Starred review from May 8, 2006
Marina Thwaite, Danielle Minkoff and Julian Clarke were buddies at Brown, certain that they would soon do something important in the world. But as all near 30, Danielle is struggling as a TV documentary maker, and Julius is barely surviving financially as a freelance critic. Marina, the startlingly beautiful daughter of celebrated social activist, journalist and hob-nobber Murray Thwaite, is living with her parents on the Upper West Side, unable to finish her book—titled The Emperor's Children Have No Clothes
(on how changing fashions in children's clothes mirror changes in society).
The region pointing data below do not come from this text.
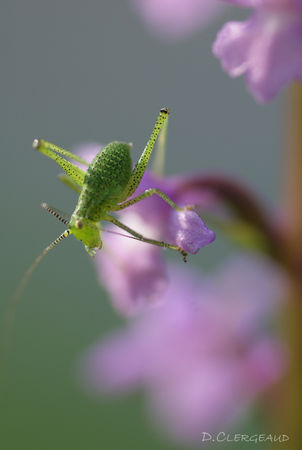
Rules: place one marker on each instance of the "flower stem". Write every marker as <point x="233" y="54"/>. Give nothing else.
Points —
<point x="292" y="402"/>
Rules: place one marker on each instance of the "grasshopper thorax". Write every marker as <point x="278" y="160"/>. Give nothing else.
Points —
<point x="86" y="231"/>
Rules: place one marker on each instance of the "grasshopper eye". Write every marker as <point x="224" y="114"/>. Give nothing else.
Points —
<point x="79" y="224"/>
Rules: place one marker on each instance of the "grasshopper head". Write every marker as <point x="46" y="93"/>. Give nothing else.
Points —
<point x="86" y="231"/>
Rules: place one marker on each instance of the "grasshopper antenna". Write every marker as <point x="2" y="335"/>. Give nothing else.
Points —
<point x="14" y="300"/>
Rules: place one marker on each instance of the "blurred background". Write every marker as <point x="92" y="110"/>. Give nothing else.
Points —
<point x="74" y="72"/>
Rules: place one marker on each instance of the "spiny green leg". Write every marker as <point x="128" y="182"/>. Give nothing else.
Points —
<point x="148" y="193"/>
<point x="60" y="150"/>
<point x="158" y="165"/>
<point x="140" y="167"/>
<point x="61" y="215"/>
<point x="68" y="182"/>
<point x="76" y="174"/>
<point x="90" y="251"/>
<point x="141" y="238"/>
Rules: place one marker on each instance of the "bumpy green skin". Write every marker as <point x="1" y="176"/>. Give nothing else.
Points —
<point x="107" y="184"/>
<point x="104" y="182"/>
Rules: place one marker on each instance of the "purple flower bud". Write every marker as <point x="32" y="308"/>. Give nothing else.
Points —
<point x="176" y="18"/>
<point x="267" y="48"/>
<point x="189" y="231"/>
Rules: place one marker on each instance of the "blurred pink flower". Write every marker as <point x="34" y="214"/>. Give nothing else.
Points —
<point x="266" y="48"/>
<point x="175" y="19"/>
<point x="203" y="356"/>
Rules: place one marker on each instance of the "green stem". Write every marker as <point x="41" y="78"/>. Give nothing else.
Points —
<point x="291" y="404"/>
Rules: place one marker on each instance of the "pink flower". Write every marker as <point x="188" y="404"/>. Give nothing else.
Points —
<point x="203" y="356"/>
<point x="176" y="18"/>
<point x="134" y="273"/>
<point x="267" y="48"/>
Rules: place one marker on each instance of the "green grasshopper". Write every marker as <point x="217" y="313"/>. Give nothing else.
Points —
<point x="105" y="187"/>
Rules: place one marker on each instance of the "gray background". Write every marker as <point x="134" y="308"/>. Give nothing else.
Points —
<point x="74" y="72"/>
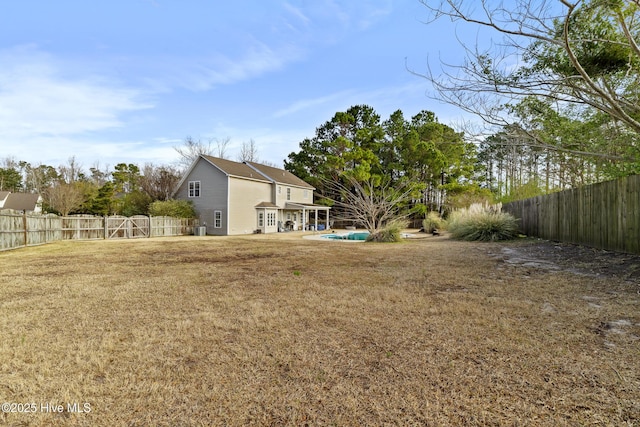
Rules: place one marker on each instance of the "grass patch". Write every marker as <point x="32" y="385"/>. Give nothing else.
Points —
<point x="482" y="223"/>
<point x="218" y="331"/>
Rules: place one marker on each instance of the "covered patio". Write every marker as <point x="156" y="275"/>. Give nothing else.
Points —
<point x="306" y="209"/>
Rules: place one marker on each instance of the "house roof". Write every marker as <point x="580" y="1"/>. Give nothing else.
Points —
<point x="21" y="201"/>
<point x="267" y="205"/>
<point x="232" y="168"/>
<point x="280" y="176"/>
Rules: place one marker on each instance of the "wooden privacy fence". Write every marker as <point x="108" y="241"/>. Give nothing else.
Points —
<point x="604" y="215"/>
<point x="19" y="229"/>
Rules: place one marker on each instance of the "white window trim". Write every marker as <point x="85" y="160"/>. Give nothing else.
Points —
<point x="192" y="188"/>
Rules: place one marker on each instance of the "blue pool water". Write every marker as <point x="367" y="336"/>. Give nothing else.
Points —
<point x="360" y="235"/>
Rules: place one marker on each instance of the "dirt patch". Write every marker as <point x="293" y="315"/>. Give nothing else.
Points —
<point x="554" y="256"/>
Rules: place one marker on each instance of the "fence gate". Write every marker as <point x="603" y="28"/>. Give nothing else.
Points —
<point x="122" y="227"/>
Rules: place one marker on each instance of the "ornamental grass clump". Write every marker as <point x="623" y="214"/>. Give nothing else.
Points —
<point x="482" y="223"/>
<point x="432" y="223"/>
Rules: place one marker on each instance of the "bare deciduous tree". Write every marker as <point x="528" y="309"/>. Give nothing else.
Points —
<point x="248" y="152"/>
<point x="371" y="203"/>
<point x="64" y="197"/>
<point x="159" y="182"/>
<point x="191" y="150"/>
<point x="221" y="147"/>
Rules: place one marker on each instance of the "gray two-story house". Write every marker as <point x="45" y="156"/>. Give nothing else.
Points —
<point x="242" y="198"/>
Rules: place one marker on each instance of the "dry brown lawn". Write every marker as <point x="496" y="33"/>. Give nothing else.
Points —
<point x="265" y="330"/>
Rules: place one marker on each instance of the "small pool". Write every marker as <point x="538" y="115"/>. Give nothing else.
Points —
<point x="360" y="235"/>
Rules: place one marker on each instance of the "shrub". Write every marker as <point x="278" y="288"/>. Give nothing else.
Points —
<point x="174" y="208"/>
<point x="392" y="232"/>
<point x="483" y="223"/>
<point x="432" y="222"/>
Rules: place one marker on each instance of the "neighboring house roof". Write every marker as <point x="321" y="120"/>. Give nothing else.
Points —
<point x="267" y="205"/>
<point x="280" y="176"/>
<point x="249" y="170"/>
<point x="21" y="201"/>
<point x="236" y="169"/>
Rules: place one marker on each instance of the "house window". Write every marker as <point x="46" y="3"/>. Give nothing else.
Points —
<point x="194" y="188"/>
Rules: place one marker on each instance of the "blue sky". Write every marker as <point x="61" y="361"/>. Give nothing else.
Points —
<point x="111" y="81"/>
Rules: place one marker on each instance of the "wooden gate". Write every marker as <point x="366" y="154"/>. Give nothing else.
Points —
<point x="122" y="227"/>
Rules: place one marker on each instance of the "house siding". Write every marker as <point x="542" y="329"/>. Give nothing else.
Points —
<point x="213" y="196"/>
<point x="297" y="195"/>
<point x="245" y="195"/>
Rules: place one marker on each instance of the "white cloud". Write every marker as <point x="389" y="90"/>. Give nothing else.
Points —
<point x="36" y="101"/>
<point x="306" y="104"/>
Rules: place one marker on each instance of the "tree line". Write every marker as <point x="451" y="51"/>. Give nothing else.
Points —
<point x="558" y="88"/>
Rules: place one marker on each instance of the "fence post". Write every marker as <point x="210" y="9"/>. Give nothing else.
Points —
<point x="24" y="225"/>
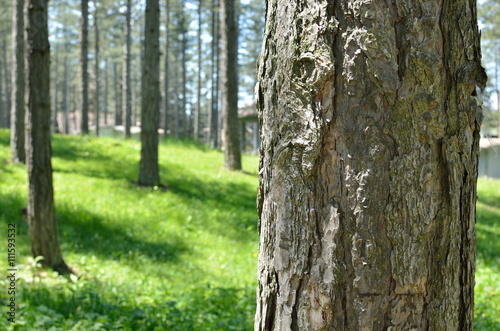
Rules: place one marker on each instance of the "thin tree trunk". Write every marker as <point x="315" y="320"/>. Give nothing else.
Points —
<point x="166" y="98"/>
<point x="106" y="92"/>
<point x="42" y="226"/>
<point x="217" y="87"/>
<point x="198" y="87"/>
<point x="55" y="126"/>
<point x="96" y="95"/>
<point x="213" y="114"/>
<point x="3" y="113"/>
<point x="7" y="87"/>
<point x="184" y="120"/>
<point x="148" y="168"/>
<point x="368" y="168"/>
<point x="126" y="91"/>
<point x="177" y="109"/>
<point x="117" y="117"/>
<point x="229" y="31"/>
<point x="66" y="96"/>
<point x="84" y="75"/>
<point x="17" y="140"/>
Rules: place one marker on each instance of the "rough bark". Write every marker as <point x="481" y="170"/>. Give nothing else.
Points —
<point x="54" y="124"/>
<point x="126" y="91"/>
<point x="17" y="110"/>
<point x="166" y="98"/>
<point x="42" y="226"/>
<point x="96" y="69"/>
<point x="229" y="76"/>
<point x="148" y="168"/>
<point x="84" y="75"/>
<point x="66" y="96"/>
<point x="213" y="114"/>
<point x="369" y="153"/>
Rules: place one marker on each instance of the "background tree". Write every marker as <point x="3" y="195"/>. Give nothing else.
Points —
<point x="96" y="69"/>
<point x="126" y="94"/>
<point x="148" y="169"/>
<point x="42" y="226"/>
<point x="17" y="111"/>
<point x="84" y="75"/>
<point x="368" y="168"/>
<point x="229" y="75"/>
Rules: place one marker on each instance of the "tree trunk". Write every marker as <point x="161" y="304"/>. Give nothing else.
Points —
<point x="117" y="113"/>
<point x="126" y="91"/>
<point x="184" y="123"/>
<point x="7" y="87"/>
<point x="198" y="85"/>
<point x="96" y="95"/>
<point x="66" y="96"/>
<point x="55" y="126"/>
<point x="106" y="92"/>
<point x="148" y="169"/>
<point x="213" y="116"/>
<point x="17" y="110"/>
<point x="166" y="98"/>
<point x="42" y="226"/>
<point x="3" y="113"/>
<point x="84" y="75"/>
<point x="177" y="109"/>
<point x="368" y="168"/>
<point x="229" y="29"/>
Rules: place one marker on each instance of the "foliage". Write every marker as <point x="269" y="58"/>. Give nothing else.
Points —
<point x="146" y="259"/>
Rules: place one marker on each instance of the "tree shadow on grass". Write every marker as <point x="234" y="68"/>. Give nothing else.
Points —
<point x="90" y="302"/>
<point x="81" y="231"/>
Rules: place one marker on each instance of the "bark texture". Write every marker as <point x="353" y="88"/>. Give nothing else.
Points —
<point x="229" y="77"/>
<point x="42" y="226"/>
<point x="148" y="168"/>
<point x="126" y="90"/>
<point x="17" y="111"/>
<point x="369" y="153"/>
<point x="166" y="98"/>
<point x="84" y="75"/>
<point x="96" y="69"/>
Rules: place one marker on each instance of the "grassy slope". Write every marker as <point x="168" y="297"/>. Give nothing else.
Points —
<point x="184" y="259"/>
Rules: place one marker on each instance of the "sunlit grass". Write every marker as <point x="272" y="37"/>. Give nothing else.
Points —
<point x="180" y="259"/>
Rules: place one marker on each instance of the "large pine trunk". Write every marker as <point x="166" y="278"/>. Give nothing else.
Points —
<point x="84" y="75"/>
<point x="126" y="88"/>
<point x="17" y="111"/>
<point x="42" y="226"/>
<point x="148" y="168"/>
<point x="368" y="168"/>
<point x="229" y="77"/>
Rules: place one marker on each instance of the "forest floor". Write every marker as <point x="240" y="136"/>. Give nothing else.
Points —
<point x="150" y="259"/>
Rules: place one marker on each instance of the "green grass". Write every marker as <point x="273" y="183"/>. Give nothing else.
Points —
<point x="181" y="259"/>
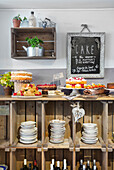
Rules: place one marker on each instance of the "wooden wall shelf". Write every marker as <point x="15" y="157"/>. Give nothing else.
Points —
<point x="18" y="36"/>
<point x="42" y="111"/>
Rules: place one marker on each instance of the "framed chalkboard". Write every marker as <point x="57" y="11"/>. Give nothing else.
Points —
<point x="85" y="55"/>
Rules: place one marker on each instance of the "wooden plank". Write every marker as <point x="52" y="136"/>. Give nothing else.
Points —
<point x="34" y="29"/>
<point x="43" y="36"/>
<point x="46" y="45"/>
<point x="23" y="56"/>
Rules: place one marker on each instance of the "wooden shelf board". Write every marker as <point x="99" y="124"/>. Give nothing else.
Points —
<point x="111" y="143"/>
<point x="64" y="145"/>
<point x="4" y="144"/>
<point x="67" y="144"/>
<point x="19" y="145"/>
<point x="34" y="57"/>
<point x="35" y="29"/>
<point x="51" y="98"/>
<point x="90" y="146"/>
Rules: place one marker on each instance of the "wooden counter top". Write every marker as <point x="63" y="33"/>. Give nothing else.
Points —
<point x="57" y="98"/>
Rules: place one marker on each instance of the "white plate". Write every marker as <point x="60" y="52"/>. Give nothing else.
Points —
<point x="52" y="141"/>
<point x="29" y="138"/>
<point x="28" y="142"/>
<point x="26" y="97"/>
<point x="72" y="88"/>
<point x="89" y="140"/>
<point x="89" y="135"/>
<point x="111" y="90"/>
<point x="28" y="123"/>
<point x="57" y="121"/>
<point x="89" y="125"/>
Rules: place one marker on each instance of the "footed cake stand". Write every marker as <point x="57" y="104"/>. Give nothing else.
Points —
<point x="19" y="83"/>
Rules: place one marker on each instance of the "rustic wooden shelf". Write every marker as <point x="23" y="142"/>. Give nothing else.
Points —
<point x="44" y="109"/>
<point x="18" y="36"/>
<point x="4" y="144"/>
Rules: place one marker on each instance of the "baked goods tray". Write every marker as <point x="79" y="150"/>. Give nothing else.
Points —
<point x="21" y="81"/>
<point x="111" y="90"/>
<point x="72" y="88"/>
<point x="26" y="97"/>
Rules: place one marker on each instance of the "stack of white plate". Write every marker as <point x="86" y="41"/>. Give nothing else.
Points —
<point x="89" y="135"/>
<point x="28" y="132"/>
<point x="57" y="131"/>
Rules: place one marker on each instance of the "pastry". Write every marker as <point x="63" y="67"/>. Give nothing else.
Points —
<point x="110" y="85"/>
<point x="75" y="82"/>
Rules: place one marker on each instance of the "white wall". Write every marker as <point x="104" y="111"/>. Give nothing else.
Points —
<point x="99" y="20"/>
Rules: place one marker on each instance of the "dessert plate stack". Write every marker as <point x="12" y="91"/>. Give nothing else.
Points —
<point x="90" y="132"/>
<point x="28" y="132"/>
<point x="57" y="131"/>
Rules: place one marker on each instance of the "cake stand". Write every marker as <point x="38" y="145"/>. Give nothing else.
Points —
<point x="19" y="83"/>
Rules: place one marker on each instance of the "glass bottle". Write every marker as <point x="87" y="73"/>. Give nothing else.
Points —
<point x="30" y="166"/>
<point x="58" y="165"/>
<point x="25" y="165"/>
<point x="53" y="163"/>
<point x="35" y="165"/>
<point x="81" y="165"/>
<point x="51" y="167"/>
<point x="88" y="166"/>
<point x="94" y="167"/>
<point x="32" y="20"/>
<point x="64" y="165"/>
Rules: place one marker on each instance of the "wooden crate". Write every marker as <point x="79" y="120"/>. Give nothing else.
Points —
<point x="18" y="36"/>
<point x="42" y="110"/>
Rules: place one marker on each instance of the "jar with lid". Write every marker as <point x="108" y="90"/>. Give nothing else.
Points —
<point x="32" y="20"/>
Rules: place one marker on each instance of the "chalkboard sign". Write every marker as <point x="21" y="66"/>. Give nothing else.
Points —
<point x="85" y="55"/>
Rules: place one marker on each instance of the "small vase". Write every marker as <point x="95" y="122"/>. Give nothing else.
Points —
<point x="16" y="23"/>
<point x="7" y="91"/>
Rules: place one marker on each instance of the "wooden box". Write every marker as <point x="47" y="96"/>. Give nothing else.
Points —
<point x="18" y="36"/>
Two arrivals upset the group stasis: Ludovic, a fiercely ambitious Aussie who woos Marina to gain entrée into society (meanwhile planning to destroy Murray's reputation), and Murray's nephew, Frederick "Bootie" Tubb, an immature, idealistic college dropout and autodidact who is determined to live the life of a New York intellectual. The group orbits around the post–September 11 city with disconcerting entitlement—and around Murray, who is, in a sense, the emperor. Messud, in her fourth novel, remains wickedly observant of pretensions—intellectual, sexual, class and gender. Her writing is so fluid, and her plot so cleverly constructed, that events seem inevitable, yet the narrative is ultimately surprising and masterful as a contemporary comedy of manners. 100,00 announced first printing; author tour.